Lucknow: Painting a rosy picture of the economy, Chief Economic Advisor (CEA) V Anantha Nageswaran on Friday exuded confidence that India will grow at 6.5-7% in financial year 2023-24 with companies ready to invest and digital transformation taking place at brisk pace.
Speaking at an industry event in Lucknow, the CEA said that most high-frequency data point to a healthy growth momentum in the current fiscal and the economy remains in good shape on all parameters.
Nageswaran noted that the Indian economy is not only doing exceedingly well in comparison to other major economies but also doing well by its own historical standards. He said that GDP growth in FY23 may be higher than 7.2% when final data comes three years later.
“In 2022-23 we achieved 7.2% growth in real terms after inflation adjustment, following 9.1% in the previous year. Of course, in the pandemic year there was a contraction. Earlier many people expected that financial year 2023 will end with a growth of only around 6.7-6.8% but it is 7.2%. And I can even tell you, some of you may not know, the GDP data gets revised six times. The final number is the sixth estimate which comes three years later. So, the final estimate for the year ending March 2023 will come in January-February 2026. When that number comes out I am confident that the 7.2% will be even higher,” he said.
Nageswaran said that he was confident of strong and steady growth in the coming 7-8 years.
While noting that GST collection, direct tax mop-up and credit demand all point to growth momentum in FY24 as well, the CEA said that investment which is the key growth driver is at a 9-year high and household consumption is also catching up with the trend.
He said that minimum support price (MSP) hike and MGNREGA wage revision will provide financial security to rural households and boost demand. Further, a good monsoon will raise their income. Talking about urban India, Nageswaran said that there was no problem over there with most indicators such as car sales, housing project launches, air passenger traffic and credit card spending on the rise.
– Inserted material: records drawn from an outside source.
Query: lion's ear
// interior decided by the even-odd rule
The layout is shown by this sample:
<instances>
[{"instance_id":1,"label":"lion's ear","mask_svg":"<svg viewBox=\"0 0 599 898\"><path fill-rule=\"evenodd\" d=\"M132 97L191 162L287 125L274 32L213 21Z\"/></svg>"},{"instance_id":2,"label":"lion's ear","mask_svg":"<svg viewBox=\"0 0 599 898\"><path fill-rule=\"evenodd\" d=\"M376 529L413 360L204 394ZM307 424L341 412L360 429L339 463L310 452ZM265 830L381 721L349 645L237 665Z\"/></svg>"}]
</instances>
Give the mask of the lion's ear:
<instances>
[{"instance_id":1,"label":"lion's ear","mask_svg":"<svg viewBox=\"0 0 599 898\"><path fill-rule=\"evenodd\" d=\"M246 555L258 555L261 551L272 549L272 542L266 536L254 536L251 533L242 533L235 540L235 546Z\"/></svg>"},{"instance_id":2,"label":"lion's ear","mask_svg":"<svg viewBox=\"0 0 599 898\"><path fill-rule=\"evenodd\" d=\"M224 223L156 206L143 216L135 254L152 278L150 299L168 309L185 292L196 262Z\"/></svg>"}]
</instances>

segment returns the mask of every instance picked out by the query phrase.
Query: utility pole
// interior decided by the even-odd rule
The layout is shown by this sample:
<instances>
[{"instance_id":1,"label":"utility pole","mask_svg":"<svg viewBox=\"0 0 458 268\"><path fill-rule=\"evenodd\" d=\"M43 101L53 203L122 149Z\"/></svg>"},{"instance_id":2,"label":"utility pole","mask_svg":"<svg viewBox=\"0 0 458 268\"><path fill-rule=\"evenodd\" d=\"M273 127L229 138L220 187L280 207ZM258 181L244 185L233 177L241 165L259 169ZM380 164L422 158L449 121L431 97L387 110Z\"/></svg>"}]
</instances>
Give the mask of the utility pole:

The CEA noted that the hospitality sector employed 4 crore people before the pandemic but during Corona times it came down to 2.9 crore.
Suggesting that services sector growth remains robust, he said that the hospitality sector now employs 4.5 crore people.
Further, he said that banks are willing to lend and industry is ready to borrow. He stated that the government was focussed on improving quality of expenditure and therefore capital expenditure on ground remains its priority.
“Quality of expenditure has been improving. Instead of investing on revenue items, the government in the last six years increased investments on the ground to build highways, airports, railways etc. Capital expenditure is the best way for the government to support the economy because it creates more downstream expenditure as well instead of one time payments or tax cuts to people,” Nageswaran said at the CII event.
He noted that digitasation is helping in formalisation of the economy but suggested that there is still huge untapped potential.
“We have barely scratched the surface of the potential of digital transformation of India,” he said.
The CEA said that India’s forex reserve position remains strong with the country having 10 months of import cover. He highlighted that while goods exports have seen some impact from slowdown in advanced economies, the country’s services exports remain healthy and as a result the trade deficit has come down quite dramatically.